UP 1969 graduate Rafael Salas “transformed chronic rice shortages into rice sufficiency.” As a UN official, Salas forged a (world) consensus on “importance of population in development…But he left the Philippines. “His integrity and competence could not survive in a climate of government corruption…

Can other leaders, like Salas, succeed in Philippine political soil?

How can (we) solve problems when the Philippines will be a country of 70 million people? Salas asked in 1983.

Last July, Ambassador Carmelita Salas, noted: “The Philippines is now a country of 89 million, and in 2030, will be close to 140 million.

Resumption of NPA hostilities, rebellion in Mindanao and crime (underscore) lack of order, Salas said after Edsa 1... A free society can not be mobilized for development unless there is confidence in the future…”

“The speech (was) relevant for post Edsa II,” Sycip said. “How prophetic that things have not changed.”

Do bar topnotchers become leaders in judicial reform? Is the politics of fraternities at the root of the excessive time spent on national politics? Our doctors and nurses migrate. Singapore and Thailand developed “medical tourism.”

We rely on “remittances of poor overseas workers, with divided families These merely offset outward remittances of the rich.

The steady decline of educational standards…is national suicide. Excellent Catholic universities educate children of upper income groups. “But as a nation, we accept the scandalously high national dropout rates in basic education.

How do we “narrow the education gap between Christians and Muslims? Richer students must “pay full costs of education.” Then funds could be diverted from UP to primary education…

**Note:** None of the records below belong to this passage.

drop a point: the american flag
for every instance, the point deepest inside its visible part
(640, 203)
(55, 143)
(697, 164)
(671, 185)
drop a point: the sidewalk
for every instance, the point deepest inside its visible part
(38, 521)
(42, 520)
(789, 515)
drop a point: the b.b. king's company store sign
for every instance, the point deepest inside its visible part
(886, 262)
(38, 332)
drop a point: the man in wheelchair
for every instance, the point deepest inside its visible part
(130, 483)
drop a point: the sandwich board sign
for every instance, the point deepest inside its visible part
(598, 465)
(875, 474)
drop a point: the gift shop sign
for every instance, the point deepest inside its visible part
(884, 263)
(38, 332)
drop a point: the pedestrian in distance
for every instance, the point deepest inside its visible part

Food security should top the agenda. A Malaysian palm oil company, diversifying into bamboo, said:”The bamboo experts are in UP Los BaƱos. Yet, we import bamboo shoots from China.”

The Catholic Church here has an “extremely conservative leadership, seen only in Poland and Malta.” It’s campaign against a “sound government population policy (will hamper) the country’s capacity for addressing it’s population growth rate.”

“And the ultimate question remains: Can we expect from universities the heroism the country begs for?”